One of the worst kept secrets of cryptocurrency is that it is just a bubble. The money fueling the massive price rises comes solely from other investors. Such a phenomenon – where investors’ money alone generates the returns – is known as a Ponzi scheme. Cryptocurrency investments may be voluntary versions of them, but otherwise the description fits very well.
Bitcoin is a speculative asset with no intrinsic value. Buy it only if you are prepared to lose all your money, said the Bank of England governor.
The high cost of gambling on cryptocurrencies
Craig E of Lincolnshire bought SafeMoon in 2017 for £2,500 ($3,200), believing he could make money out of the volatile digital currency. He invested about £5,000 ($6,800).

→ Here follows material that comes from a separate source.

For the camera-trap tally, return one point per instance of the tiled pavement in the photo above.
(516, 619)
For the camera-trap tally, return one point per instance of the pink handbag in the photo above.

However, despite some slightly different rules intended for rewarding those who hold onto the coin for longer, SafeMoon isn’t really much different from any other crypto. Its current low price – just 0.00000126 BTC – may tempt many investors to think it’s a low-cost investment.
Buying something that costs far lower than a single penny might sound like a great idea. After all, you’re paying nothing for it. But there are actually quite a few downsides to buying something that cheap.
For example, one person who bought $1 worth of Litecoin in 2011 says his investment now amounts to around $4,000. Another investor says he lost almost half of his initial investment when the price fell dramatically.
And while the UK government has taken steps to help protect consumers, the same cannot be said for the US Securities and Exchange Commission. In fact, the SEC recently ruled that cryptocurrencies aren’t securities, meaning anyone can invest in them without having to comply with the same regulations as traditional financial markets.